Python Interpreter on macOS

Python has made life extremely easy for developers and data scientists, at least most of the time. One exception that ruins their life is dealing with Python versions. There would sometimes be lots of Pythons existing on a Mac at the same time. Where are they from? Are they provided by Apple? Which one am I using? Where did the packages I installed go? This article would give some insights into those questions. This article is NOT for beginners and DO NOT teach you how to install Python. It aims to give you a better understanding of all the Python interpreters you may have on your Mac.

What is Python?

Sure, Python is undoubtedly a programming language, but it is not only a programming language. The name "Python" frequently used in this article would refer to the Python interpreter program most of the time. Unlike C language, which is compiled to machine code and executed by the processor directly, Python is not compiled but interpreted. It means when your Python program is running, there needs to be another program running at the same time, interpreting every line of your Python code to your processor, and the program is THE Python we are talking about in this article.

Which Python am I using?

More specifically, this title means "Which python interpreter program am I using to run my Python program?". Most of the time, you use one of the interpreter programs with the command python or python3. However, it's good to know how many interpreters you have and which one you are currently using with the python command. Here are some ways that help you to find out which python you are using.

The type command

type command tells you how your shell resolves a command, in this case, the command python or python3. It gives the path to the program that is directly involved with a command. In my system, you would see the following outputs.

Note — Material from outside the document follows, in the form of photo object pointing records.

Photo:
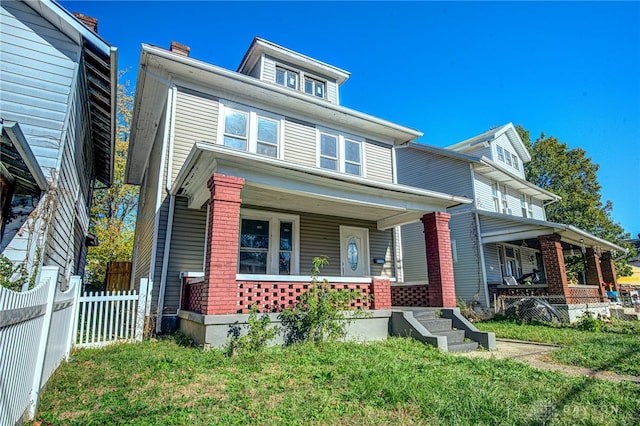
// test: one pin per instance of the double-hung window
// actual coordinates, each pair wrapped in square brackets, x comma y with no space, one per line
[314,87]
[268,243]
[250,130]
[340,153]
[287,78]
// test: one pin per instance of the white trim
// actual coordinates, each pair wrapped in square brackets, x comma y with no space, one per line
[366,259]
[303,278]
[165,262]
[172,129]
[274,220]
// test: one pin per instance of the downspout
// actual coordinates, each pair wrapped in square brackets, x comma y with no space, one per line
[483,266]
[156,225]
[172,203]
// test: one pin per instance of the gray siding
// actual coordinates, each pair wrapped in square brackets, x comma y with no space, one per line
[379,165]
[187,250]
[484,193]
[434,172]
[414,253]
[145,218]
[467,270]
[38,66]
[196,119]
[300,143]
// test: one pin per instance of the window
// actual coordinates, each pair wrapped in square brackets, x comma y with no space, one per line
[250,131]
[287,78]
[340,153]
[268,243]
[496,197]
[314,87]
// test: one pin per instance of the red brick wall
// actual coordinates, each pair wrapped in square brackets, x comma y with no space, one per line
[608,267]
[554,267]
[381,292]
[222,247]
[442,292]
[410,295]
[276,296]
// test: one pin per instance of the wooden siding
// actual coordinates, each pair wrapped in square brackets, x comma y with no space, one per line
[145,220]
[434,172]
[467,270]
[484,193]
[379,164]
[38,65]
[187,250]
[196,119]
[300,143]
[414,253]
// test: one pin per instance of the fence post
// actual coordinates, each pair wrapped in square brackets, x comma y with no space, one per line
[49,273]
[73,330]
[142,308]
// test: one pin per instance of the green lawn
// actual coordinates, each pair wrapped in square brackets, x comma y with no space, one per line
[616,350]
[398,381]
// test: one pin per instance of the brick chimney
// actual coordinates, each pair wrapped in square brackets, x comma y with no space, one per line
[179,48]
[88,21]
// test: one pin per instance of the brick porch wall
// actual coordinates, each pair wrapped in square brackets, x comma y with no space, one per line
[410,295]
[442,292]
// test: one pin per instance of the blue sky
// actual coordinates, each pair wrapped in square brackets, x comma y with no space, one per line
[451,70]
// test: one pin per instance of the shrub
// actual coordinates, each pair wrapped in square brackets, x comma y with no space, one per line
[320,313]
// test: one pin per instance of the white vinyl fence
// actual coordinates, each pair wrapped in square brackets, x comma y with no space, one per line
[107,317]
[36,332]
[38,328]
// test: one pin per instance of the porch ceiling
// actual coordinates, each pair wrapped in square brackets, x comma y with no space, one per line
[518,228]
[278,184]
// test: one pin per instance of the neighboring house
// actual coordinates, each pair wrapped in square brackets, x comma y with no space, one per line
[504,234]
[246,176]
[57,112]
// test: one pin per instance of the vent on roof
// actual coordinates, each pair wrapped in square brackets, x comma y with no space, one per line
[179,48]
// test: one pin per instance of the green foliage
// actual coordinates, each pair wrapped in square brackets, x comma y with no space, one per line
[572,175]
[12,276]
[392,382]
[321,312]
[259,333]
[113,210]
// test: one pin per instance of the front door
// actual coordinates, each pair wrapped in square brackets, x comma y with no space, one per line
[354,251]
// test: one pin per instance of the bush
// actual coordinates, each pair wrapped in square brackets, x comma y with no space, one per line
[319,315]
[259,332]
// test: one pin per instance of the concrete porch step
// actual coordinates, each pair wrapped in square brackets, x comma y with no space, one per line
[463,346]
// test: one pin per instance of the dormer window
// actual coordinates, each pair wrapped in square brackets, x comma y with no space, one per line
[314,87]
[287,78]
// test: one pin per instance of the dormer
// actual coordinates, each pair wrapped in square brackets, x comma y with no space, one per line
[275,64]
[502,145]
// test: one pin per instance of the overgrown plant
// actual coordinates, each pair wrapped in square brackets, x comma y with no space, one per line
[12,276]
[320,313]
[259,332]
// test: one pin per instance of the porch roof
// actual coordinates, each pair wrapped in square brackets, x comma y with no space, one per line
[520,228]
[274,183]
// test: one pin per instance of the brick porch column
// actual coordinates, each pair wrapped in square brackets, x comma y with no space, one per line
[608,267]
[554,268]
[592,271]
[221,262]
[442,291]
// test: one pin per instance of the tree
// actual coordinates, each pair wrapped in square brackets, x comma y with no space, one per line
[572,175]
[114,208]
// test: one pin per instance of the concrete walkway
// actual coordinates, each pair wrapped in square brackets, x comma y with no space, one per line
[535,354]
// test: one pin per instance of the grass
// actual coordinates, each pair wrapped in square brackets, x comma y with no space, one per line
[398,381]
[616,350]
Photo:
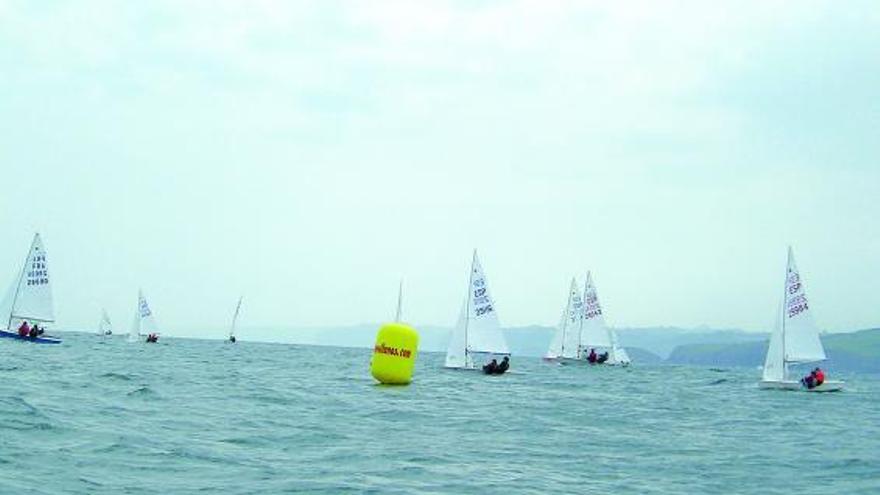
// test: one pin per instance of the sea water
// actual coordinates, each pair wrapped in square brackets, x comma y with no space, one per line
[190,416]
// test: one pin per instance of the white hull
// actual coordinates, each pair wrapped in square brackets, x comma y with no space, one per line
[583,361]
[827,386]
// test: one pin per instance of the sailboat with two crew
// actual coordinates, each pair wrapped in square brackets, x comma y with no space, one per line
[795,339]
[477,338]
[28,302]
[144,322]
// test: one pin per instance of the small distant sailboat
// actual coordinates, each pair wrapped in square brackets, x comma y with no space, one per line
[234,320]
[595,334]
[567,339]
[795,338]
[28,301]
[144,322]
[104,326]
[477,336]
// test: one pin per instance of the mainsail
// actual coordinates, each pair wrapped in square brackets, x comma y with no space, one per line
[566,340]
[594,332]
[800,335]
[104,326]
[795,338]
[478,330]
[30,296]
[235,318]
[144,321]
[774,363]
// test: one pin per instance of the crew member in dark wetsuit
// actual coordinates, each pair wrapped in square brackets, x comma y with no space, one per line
[490,367]
[592,357]
[503,366]
[809,381]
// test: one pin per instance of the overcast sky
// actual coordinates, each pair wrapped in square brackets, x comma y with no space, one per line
[308,154]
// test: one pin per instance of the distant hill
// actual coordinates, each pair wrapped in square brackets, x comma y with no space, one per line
[857,351]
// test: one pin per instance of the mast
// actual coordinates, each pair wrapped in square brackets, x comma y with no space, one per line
[399,301]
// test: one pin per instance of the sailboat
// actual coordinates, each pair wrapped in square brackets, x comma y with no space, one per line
[565,344]
[29,298]
[795,338]
[477,336]
[144,321]
[104,326]
[234,320]
[595,334]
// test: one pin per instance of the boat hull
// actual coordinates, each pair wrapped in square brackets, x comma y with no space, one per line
[827,386]
[583,362]
[36,340]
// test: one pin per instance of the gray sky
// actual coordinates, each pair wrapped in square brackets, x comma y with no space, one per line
[308,154]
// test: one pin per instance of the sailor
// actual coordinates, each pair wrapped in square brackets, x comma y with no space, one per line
[592,357]
[504,366]
[490,367]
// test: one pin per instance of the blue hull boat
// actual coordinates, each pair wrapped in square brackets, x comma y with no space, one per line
[43,339]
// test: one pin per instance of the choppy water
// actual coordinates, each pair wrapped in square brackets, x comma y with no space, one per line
[189,416]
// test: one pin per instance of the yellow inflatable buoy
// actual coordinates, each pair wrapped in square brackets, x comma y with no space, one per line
[394,355]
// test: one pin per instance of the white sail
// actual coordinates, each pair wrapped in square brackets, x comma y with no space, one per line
[594,332]
[567,337]
[618,355]
[774,363]
[556,347]
[483,329]
[479,330]
[574,324]
[135,332]
[456,354]
[146,320]
[235,318]
[31,299]
[104,326]
[800,335]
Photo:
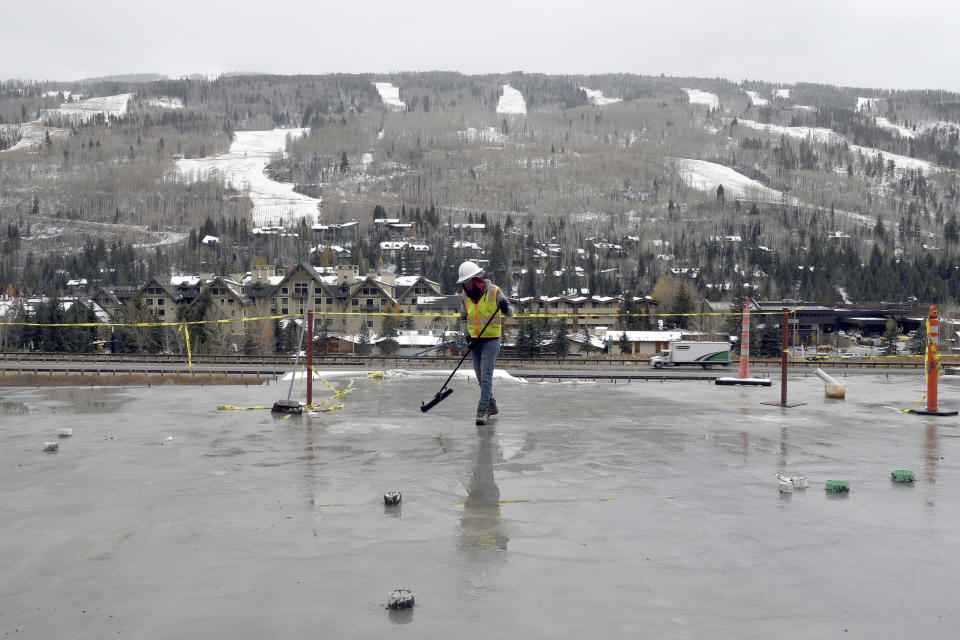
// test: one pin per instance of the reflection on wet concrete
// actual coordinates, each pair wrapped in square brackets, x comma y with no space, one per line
[784,449]
[93,399]
[13,408]
[400,616]
[931,452]
[481,527]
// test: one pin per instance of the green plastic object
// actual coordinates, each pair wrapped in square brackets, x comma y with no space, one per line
[902,475]
[836,486]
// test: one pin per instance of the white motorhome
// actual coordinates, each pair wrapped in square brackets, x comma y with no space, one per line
[705,354]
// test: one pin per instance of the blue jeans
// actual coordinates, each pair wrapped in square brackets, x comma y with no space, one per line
[484,358]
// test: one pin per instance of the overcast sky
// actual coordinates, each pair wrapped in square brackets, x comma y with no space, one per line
[861,43]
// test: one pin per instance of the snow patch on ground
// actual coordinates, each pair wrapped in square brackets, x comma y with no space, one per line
[817,134]
[243,168]
[488,135]
[755,99]
[904,132]
[901,162]
[696,96]
[512,102]
[164,102]
[390,96]
[84,110]
[707,176]
[597,97]
[828,136]
[498,374]
[32,134]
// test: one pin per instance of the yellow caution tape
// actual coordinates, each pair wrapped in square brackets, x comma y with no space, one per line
[225,407]
[398,314]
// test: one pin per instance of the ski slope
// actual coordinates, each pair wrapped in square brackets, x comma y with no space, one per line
[390,96]
[828,136]
[707,176]
[243,168]
[85,110]
[511,102]
[696,96]
[755,99]
[597,97]
[904,132]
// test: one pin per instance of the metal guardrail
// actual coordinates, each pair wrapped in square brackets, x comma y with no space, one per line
[286,361]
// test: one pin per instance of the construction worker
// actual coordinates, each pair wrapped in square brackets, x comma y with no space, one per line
[482,301]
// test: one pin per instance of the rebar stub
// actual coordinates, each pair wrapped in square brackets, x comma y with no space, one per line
[902,475]
[400,599]
[837,486]
[392,498]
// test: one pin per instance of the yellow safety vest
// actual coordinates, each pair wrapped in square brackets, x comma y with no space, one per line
[478,313]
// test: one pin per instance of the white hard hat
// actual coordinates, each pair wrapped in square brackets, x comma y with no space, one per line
[468,270]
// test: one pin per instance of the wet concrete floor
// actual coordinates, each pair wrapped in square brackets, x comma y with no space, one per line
[583,511]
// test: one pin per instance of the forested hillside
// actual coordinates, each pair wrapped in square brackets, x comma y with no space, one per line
[821,192]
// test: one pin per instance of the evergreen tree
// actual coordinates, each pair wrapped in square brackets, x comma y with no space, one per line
[561,340]
[388,331]
[771,340]
[682,304]
[528,286]
[892,337]
[364,340]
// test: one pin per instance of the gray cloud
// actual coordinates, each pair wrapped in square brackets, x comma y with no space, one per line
[853,42]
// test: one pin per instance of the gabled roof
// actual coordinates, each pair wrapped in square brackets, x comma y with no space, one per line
[405,284]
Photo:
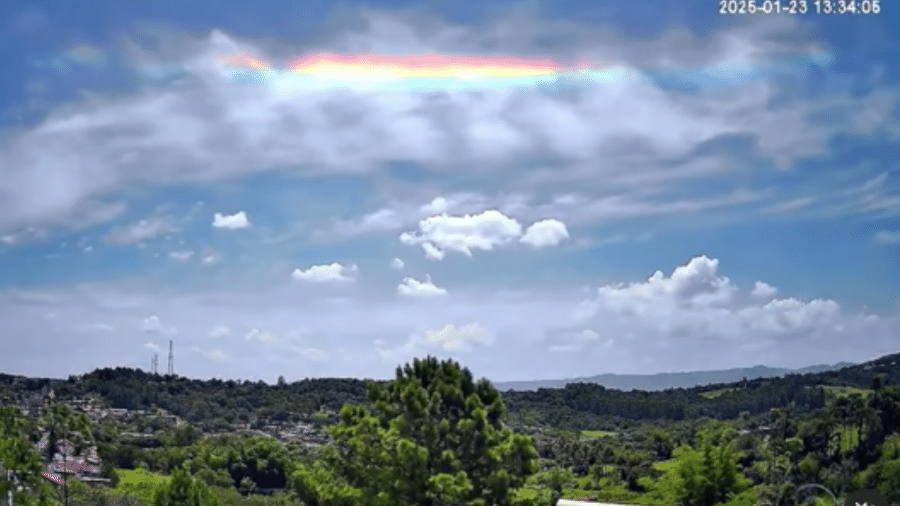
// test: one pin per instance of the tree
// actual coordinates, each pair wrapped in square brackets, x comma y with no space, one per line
[182,490]
[20,464]
[69,434]
[434,437]
[708,476]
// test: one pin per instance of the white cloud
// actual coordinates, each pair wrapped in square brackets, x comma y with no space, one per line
[453,338]
[548,232]
[209,128]
[181,256]
[143,230]
[152,325]
[233,221]
[763,290]
[219,331]
[260,336]
[484,231]
[432,252]
[217,355]
[437,206]
[885,237]
[326,273]
[383,219]
[99,327]
[412,287]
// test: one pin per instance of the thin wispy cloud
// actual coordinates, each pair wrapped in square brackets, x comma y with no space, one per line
[576,189]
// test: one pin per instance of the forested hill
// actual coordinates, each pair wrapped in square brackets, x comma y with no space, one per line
[577,405]
[664,381]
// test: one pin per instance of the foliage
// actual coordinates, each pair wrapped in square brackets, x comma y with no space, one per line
[435,437]
[182,490]
[20,464]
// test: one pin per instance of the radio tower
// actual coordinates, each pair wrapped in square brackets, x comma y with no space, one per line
[171,359]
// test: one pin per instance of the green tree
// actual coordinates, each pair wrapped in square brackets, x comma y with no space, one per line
[435,437]
[182,490]
[20,464]
[69,434]
[709,476]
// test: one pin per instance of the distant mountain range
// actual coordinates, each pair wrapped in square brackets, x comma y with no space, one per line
[663,381]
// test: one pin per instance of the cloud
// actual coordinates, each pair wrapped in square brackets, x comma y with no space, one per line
[178,132]
[885,237]
[152,325]
[484,231]
[217,355]
[181,256]
[763,290]
[383,219]
[453,338]
[262,337]
[326,273]
[543,233]
[412,287]
[448,339]
[432,252]
[233,221]
[219,331]
[143,230]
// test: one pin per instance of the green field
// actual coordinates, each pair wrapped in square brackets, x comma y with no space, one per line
[837,391]
[139,482]
[593,434]
[712,394]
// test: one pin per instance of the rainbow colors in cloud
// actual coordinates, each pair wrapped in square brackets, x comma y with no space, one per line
[443,71]
[408,71]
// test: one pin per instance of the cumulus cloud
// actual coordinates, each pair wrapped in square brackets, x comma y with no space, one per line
[233,221]
[380,220]
[543,233]
[448,339]
[412,287]
[483,231]
[326,273]
[260,336]
[694,313]
[886,237]
[152,325]
[763,290]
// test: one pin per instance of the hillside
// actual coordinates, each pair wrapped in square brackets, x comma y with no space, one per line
[663,381]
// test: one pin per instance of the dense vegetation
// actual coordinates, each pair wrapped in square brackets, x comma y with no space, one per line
[434,436]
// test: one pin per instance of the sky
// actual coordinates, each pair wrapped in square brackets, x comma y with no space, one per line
[535,189]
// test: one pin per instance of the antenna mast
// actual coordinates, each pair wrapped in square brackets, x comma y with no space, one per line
[171,359]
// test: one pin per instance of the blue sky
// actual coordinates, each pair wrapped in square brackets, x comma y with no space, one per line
[724,195]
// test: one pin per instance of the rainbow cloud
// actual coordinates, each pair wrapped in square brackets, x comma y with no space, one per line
[441,71]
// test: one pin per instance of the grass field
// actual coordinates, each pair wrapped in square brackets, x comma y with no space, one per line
[712,394]
[592,434]
[837,391]
[139,482]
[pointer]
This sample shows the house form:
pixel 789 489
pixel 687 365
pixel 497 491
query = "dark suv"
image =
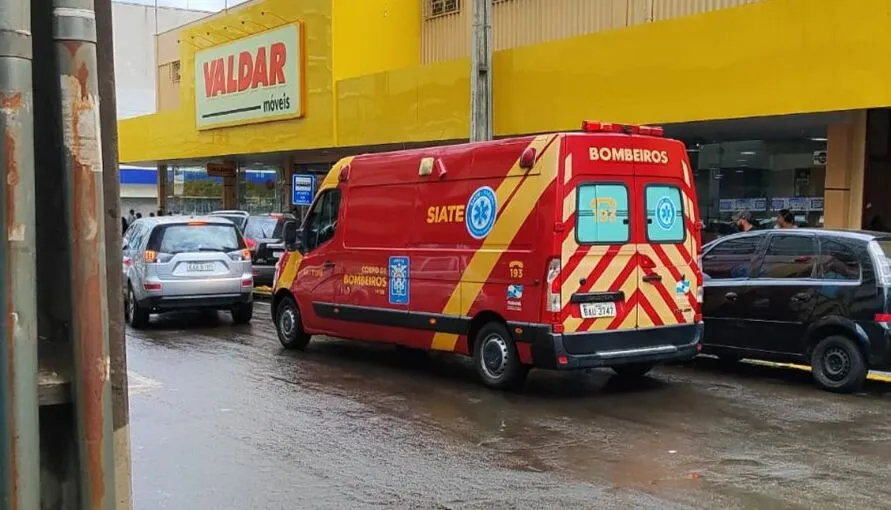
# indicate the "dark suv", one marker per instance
pixel 263 235
pixel 819 297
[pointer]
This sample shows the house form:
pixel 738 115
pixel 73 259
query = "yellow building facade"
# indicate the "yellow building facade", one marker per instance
pixel 782 102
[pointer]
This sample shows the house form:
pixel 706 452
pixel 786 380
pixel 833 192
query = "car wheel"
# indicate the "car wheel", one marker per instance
pixel 137 316
pixel 633 371
pixel 289 326
pixel 242 313
pixel 838 365
pixel 496 359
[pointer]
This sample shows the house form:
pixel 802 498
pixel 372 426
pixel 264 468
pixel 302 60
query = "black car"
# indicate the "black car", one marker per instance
pixel 263 235
pixel 819 297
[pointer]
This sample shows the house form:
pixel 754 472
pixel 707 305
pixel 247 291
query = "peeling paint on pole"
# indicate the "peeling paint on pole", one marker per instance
pixel 74 27
pixel 19 443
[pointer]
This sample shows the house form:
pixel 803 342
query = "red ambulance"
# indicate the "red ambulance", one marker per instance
pixel 560 251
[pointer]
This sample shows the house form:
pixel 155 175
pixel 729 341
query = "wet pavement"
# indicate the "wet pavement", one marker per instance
pixel 223 418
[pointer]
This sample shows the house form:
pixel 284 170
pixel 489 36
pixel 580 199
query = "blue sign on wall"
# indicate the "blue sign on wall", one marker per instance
pixel 303 189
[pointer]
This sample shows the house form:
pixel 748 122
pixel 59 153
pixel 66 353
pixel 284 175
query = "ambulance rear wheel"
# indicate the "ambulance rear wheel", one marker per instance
pixel 496 359
pixel 289 326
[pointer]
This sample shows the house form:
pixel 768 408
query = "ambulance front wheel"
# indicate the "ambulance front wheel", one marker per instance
pixel 496 359
pixel 289 326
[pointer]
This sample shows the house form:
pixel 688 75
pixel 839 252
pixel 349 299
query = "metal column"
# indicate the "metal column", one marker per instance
pixel 19 443
pixel 112 188
pixel 74 33
pixel 481 72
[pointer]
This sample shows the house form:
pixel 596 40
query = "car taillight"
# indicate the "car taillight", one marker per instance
pixel 555 303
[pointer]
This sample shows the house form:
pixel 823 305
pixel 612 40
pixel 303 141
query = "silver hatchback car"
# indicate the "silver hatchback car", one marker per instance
pixel 186 263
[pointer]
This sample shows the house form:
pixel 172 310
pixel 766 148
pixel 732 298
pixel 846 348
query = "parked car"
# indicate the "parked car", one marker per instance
pixel 174 263
pixel 263 235
pixel 819 297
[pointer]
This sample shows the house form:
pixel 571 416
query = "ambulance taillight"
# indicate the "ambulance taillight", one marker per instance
pixel 554 302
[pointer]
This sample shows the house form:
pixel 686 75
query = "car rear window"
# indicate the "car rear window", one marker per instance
pixel 234 218
pixel 885 245
pixel 259 227
pixel 195 237
pixel 602 214
pixel 665 214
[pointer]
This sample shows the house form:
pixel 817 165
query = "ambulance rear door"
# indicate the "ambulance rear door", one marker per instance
pixel 599 275
pixel 668 276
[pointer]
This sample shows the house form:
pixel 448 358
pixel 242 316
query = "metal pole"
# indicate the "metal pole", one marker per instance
pixel 112 186
pixel 19 416
pixel 481 72
pixel 74 32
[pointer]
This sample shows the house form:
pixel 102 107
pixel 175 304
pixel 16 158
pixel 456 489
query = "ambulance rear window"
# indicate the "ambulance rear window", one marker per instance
pixel 602 214
pixel 665 214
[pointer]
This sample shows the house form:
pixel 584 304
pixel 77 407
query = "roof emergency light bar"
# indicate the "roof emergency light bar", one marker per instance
pixel 608 127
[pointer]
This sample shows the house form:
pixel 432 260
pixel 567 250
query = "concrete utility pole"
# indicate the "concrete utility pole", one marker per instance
pixel 481 72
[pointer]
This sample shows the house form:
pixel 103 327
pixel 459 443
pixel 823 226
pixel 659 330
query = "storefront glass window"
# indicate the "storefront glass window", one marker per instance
pixel 763 177
pixel 191 191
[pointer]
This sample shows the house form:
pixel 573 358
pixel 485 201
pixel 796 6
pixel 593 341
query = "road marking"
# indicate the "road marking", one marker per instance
pixel 873 375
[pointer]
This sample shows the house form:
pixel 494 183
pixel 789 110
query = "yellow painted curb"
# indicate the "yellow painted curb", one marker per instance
pixel 872 375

frost@ccsmac ~ % type python
python is /usr/bin/python

Take python as an example. It tells you /usr/bin/python is called when you use the command python. However, the path is not necessarily your interpreter's real path: it may be an alias or a trampoline. To see the actual path of the interpreter, you need other commands.

The sys.executable variable

sys.executable gives the absolute path of the executable binary for the Python interpreter you're currently using.

>>> import sys
>>> sys.executable

The sys.path variable

It's common for beginners to install the wrong interpreter package and ends up being unable to import the desired package. sys.path is a list of strings that specifies the search path for modules, and it tells where the packages you installed (typically with pip) go.

>>> import sys
>>> sys.path
['', '/Library/Frameworks/Python.framework/Versions/3.7/lib/python37.zip', '/Library/Frameworks/Python.framework/Versions/3.7/lib/python3.7', '/Library/Frameworks/Python.framework/Versions/3.7/lib/python3.7/lib-dynload', '/Users/frost/Library/Python/3.7/lib/python/site-packages', '/Library/Frameworks/Python.framework/Versions/3.7/lib/python3.7/site-packages']

How many Python do I have?

As far as I know, there is currently not an efficient way to find all Python interpreter programs that now exist on your Mac. However, I could still give the common interpreter paths you may expect on your Mac. If you come to find a way to list all interpreters or find a new Python interpreter path that is not mentioned, you are more than welcomed to share it with me.

Built-in Interpreters

Even if you don't install Python explicitly, there may be more than one Python interpreter available on your Mac already. It is not wise to remove or modify these interpreters, and you can only install packages with pip command for the user, not globally. Python you found under /usr/bin is usually system built-in interpreters, files under this path cannot be modified by users without modifying SIP, and it is strongly suggested not to do so. As far as I know, there may be 3 interpreters that are provided by the system.

  • /System/Library/Frameworks/Python.framework/Versions/2.7/lib/python2.7: the Python 2.7 interpreter. Almost all Macs have this interpreter, its alias is located in /usr/bin/python
  • /Library/Developer/CommandLineTools/Library/Frameworks/Python3.framework/Versions/3.7/lib/python3.7: the Python 3.7 interpreter. From macOS Catalina (reference here), the system gives this interpreter and prompts a deprecation warning when you use the system Python 2.7. It's by default /usr/bin/python3.
  • /Applications/Xcode.app/Contents/Developer/Library/Frameworks/Python3.framework/Versions/3.8/lib/python3.8: a Python interpreter installed by Xcode somehow. As far as I've observed, it overwrites /usr/bin/python3, after that, deleting the Xcode app cause /usr/bin/python3 malfunctions.

User Installed Interpreters

As the built-in interpreters may serve some system functionalities, I prefer to install another interpreter to separate my stuff from the system's interpreter. To install a Python interpreter, you can use Homebrew or install it from python.org. Here are the possible locations of the Python interpreter installed by the user.

  • /Library/Frameworks/Python.framework/Versions/3.7/bin/python3.7: the Python interpreter I installed from python.org. One of its aliases is located at /usr/local/bin/python3, and it is what my python3 command refers to.